The JNUTA is amused by the clarification issued by the Rector, Prof. Chintamani Mahapatra, claiming that (a) JNU has had a “decades long policy” regarding cutoff marks as below, and (b) that the cutoff marks do the job of affording relaxations as mandated by reservation policy.
This statement is wrong on a number of counts.
- As per the admission policy of the university until this administration wreaked the havoc it has, the pass marks mentioned above were applicable to a sum of both the written and viva marks, and not just the viva marks.
- These pass percentages were always announced in the admission policy of the university. Consider the 2016 admission policy, which can still be found cached on the JNU website (also linked here). JNUTA’s point in the last release was that when the prospectus was released, there was no announcement regarding any cut-off marks for the viva voce. This can be seen in the 2017-18 approved Admission Policy for the 2017-18 admissions notified on the JNU website (also linked here). The formula of 40, 36, and 30 as pass marks for the viva voce finds no mention in this document for the research degree vivas — instead, clause 6.6 (on page 8) states simply this:
- It also turns out that these ‘relaxations’ for reserved categories that JNU is supposedly proffering will not have a significant impact on ensuring admission of the reserved categories. JNU has released cut-offs for the first list and the second list (to be found here on the JNU website), which show that in general marking for the 100% viva voce was in the higher ranges, and that over both lists, the relaxed pass marks were invoked only in five instances. The relaxation is not an effective one, it seems, as 100 reserved seats remained vacant in the 2017-18 admissions.
- The cut-off lists also confirm the JNUTA/JNUSU apprehension that unless relaxations are given to the 50% qualifying mark at the written test level, there will be hardly any reserved category selection, and that in general, the 50% qualifying mark is too high a bar to set. This is strikingly so in the two M.Tech programmes in Nanoscience and the M.Tech in Statistical Computing, where no-one qualified for offer in the first list itself. If in any of these programmes, candidates did make it to the viva (with a de facto score of minimum 50%), the marks they received in the viva voce were below the pass marks. For the M.Tech. in Computer & System Sciences, which had an intake of 20 seats, but could offer only 3 of them, the cull was effected entirely by the 50% qualifying mark, as of 908 people who applied, only 5 made it to the viva voce. All the 3 candidates who appeared for it were selected. In CITD, which had 4 reserved seats, not one candidate made it to the final selection.

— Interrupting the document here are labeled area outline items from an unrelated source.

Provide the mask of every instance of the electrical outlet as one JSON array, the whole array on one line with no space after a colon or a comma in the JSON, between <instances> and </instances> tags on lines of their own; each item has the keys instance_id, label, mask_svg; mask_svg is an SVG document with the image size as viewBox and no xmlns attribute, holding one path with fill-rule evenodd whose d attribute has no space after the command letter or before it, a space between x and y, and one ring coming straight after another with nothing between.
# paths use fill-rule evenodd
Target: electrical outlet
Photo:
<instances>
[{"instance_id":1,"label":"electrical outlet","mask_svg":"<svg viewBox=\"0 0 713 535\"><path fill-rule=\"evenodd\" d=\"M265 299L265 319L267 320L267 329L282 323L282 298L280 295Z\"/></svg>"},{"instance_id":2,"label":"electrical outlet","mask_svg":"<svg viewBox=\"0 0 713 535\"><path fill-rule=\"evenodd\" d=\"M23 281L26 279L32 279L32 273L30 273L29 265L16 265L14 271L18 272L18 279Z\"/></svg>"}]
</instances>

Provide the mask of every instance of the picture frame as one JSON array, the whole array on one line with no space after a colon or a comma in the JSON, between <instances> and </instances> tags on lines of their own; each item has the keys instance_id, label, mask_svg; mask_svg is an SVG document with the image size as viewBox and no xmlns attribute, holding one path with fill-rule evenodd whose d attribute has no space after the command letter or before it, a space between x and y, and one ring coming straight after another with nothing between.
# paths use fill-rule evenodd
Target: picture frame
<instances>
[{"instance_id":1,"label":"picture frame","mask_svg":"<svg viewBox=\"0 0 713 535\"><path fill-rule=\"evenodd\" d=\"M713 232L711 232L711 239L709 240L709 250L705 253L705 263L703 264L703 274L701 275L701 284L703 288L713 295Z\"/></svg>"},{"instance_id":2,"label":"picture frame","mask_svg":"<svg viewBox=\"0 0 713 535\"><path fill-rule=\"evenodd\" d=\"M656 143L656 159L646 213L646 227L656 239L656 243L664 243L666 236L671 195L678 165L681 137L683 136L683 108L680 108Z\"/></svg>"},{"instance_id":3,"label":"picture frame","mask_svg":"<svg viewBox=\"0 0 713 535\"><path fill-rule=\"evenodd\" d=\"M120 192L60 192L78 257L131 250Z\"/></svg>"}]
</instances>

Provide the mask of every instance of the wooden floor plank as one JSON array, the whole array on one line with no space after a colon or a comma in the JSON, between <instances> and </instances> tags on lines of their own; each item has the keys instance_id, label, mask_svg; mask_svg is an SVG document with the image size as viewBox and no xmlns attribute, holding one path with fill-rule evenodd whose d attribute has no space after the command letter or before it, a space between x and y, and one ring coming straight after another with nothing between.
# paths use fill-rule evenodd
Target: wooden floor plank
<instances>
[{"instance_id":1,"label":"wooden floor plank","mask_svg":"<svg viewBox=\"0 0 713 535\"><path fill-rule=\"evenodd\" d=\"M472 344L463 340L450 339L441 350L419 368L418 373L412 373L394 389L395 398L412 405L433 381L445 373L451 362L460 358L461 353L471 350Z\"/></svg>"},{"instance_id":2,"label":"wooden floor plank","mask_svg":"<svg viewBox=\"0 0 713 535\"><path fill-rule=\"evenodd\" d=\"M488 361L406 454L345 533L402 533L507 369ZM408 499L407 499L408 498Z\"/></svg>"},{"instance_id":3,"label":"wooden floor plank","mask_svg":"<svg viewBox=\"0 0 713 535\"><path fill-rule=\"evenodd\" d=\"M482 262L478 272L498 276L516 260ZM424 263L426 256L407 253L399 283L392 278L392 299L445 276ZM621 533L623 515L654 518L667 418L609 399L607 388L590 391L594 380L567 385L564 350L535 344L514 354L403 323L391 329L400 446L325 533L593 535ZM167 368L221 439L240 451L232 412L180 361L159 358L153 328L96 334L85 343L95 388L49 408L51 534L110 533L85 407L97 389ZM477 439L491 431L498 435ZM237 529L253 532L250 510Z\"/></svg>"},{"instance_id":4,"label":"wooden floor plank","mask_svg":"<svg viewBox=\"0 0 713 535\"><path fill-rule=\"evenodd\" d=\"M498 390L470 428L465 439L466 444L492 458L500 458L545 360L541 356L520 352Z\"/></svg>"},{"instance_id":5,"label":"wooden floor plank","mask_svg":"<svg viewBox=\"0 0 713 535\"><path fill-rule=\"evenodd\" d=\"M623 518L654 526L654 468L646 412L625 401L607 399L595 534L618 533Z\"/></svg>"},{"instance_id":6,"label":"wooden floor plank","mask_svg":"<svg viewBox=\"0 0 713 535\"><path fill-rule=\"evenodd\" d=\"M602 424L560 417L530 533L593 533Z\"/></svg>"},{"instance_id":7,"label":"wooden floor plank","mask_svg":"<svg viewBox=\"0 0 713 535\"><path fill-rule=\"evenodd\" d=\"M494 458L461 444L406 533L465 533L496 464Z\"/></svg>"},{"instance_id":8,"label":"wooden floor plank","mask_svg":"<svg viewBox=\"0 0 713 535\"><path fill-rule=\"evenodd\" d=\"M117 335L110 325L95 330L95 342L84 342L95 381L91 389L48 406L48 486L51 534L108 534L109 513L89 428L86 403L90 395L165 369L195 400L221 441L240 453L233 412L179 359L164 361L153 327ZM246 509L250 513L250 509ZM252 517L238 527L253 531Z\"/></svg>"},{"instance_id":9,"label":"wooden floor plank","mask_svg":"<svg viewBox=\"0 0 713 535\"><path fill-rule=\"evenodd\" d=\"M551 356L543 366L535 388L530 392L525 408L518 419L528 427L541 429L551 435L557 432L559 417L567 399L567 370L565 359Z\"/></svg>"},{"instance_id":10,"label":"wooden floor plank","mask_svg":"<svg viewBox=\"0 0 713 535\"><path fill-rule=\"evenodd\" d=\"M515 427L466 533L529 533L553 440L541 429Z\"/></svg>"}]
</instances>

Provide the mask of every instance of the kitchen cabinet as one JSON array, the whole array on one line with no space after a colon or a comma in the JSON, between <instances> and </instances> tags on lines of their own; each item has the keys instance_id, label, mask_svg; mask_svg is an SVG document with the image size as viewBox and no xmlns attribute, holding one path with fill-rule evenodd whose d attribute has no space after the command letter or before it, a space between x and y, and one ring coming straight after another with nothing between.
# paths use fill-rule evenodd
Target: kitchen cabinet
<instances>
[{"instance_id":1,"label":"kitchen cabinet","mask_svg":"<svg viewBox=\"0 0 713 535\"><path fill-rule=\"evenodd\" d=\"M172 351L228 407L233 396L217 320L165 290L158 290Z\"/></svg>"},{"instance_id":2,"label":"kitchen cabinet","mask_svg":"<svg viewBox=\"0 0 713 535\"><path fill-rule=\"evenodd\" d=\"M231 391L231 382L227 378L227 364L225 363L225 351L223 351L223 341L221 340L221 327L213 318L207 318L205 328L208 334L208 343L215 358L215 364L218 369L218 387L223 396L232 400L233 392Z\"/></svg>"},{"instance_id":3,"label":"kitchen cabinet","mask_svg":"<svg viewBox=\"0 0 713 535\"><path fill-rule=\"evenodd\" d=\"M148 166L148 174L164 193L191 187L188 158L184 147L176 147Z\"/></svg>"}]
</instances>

In fact, the cut-off lists continue to confirm that reservation policy violations have been committed with impunity — as in 3 instances, the cut-off for both the General Category and one or the other Reserved category is the same! By established rule, the all the candidates who qualified at this mark should have been placed in the general list, but in all instances, they were not — the reserved student was shunted to the reserved category. This can be seen in the M.Phil/PhD in Theatre and Performance Studies, Life Sciences (FORP), and in Ph.D. (through JRF) in Mathematical Sciences. Although in all cases, all candidates were offered admission, the decision to deny the SC/ST/OBC candidates a rank in the general list and uses up the reserved seat, as it were, to prevent it from being offered to someone else below that cut-off. In the 2017-18 admission policy, this measure is stated as a decision to do away with ‘the bunching of marks’. (Although this decision is stated to be because this is disallowed by the UGC Regulations 2016, there is in fact not even one word about this in that document.) Are we now to expect scenarios in which no reserved category student makes it into the general list in 2017-18 (unless they top it)?
The JNUTA would like to remind the JNU administration that the ‘general’ category is an open list accessible to all candidates, and designating it as an upper-caste list is against the law, as laid down in various government orders and several Supreme and High Court judgments. Relaxations that do not significantly improve admissions to the reserved categories, because they are accompanied by a virtually unassailable bar at the first hurdle for many students, are merely lip-service in the direction of Constitutional provisions. While the JNU administration may have scant regard for the law and Constitutional morality, JNU teachers shall remain law-abiding and vigilant against these violations.